@noc said in The fuck happened yesterday - short recap:
Was the Database issue where it could no longer find it, a MariaDB issue or network routing issue where once it got exposed onto the network, routing fuck ups occurred or do we not know?
We do not know. But we had errors on OS level saying too many files opened. This would explain that you can't open new connections while running applications keep theirs alive. Doesn't match whatever happened with IRC because we had new connections a lot but they instantly died again.
@clint089 said in The fuck happened yesterday - short recap:
Thx for the Post Mortem!
What i would suggest:
- Make "critical" changes when you guys have time to monitor/support, even if that means ppl cannot play (once a week to balance it out?)
-- There is always something that needs attentions after an update
The irony here is that both changes independently would have been no brainers. If you had asked me beforehand I would've said nothing can go wrong here.

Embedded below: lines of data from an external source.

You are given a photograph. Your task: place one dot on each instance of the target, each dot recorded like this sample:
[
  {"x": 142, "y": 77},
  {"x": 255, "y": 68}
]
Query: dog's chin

- It would be nice if we got any info about the current state (Discord), some players could start games where others could not and nobody was saying "we know about issues and we are on it, we will post an update in x hours"
We mostly try to do that. Unfortunately in this case all status check said our services work. And it takes some time to read the feedback aka "shit's on fire yo" and to also confirm what is actually up.
- Give the http-client a lil love, it's creating so many issues if the server is not responding/behaving as expected.
- noticed that when the replay server was not available, it crashed the client bc. of an unhandled exception.
I have no clue what you mean by http client here, but that sounds like client department
PS: You guys still looking for support to migrate?
The next milestone is gettings ZFS volumes with OpenEBS running. Support on that would be nice, but it's a very niche, I doubt we have experts here.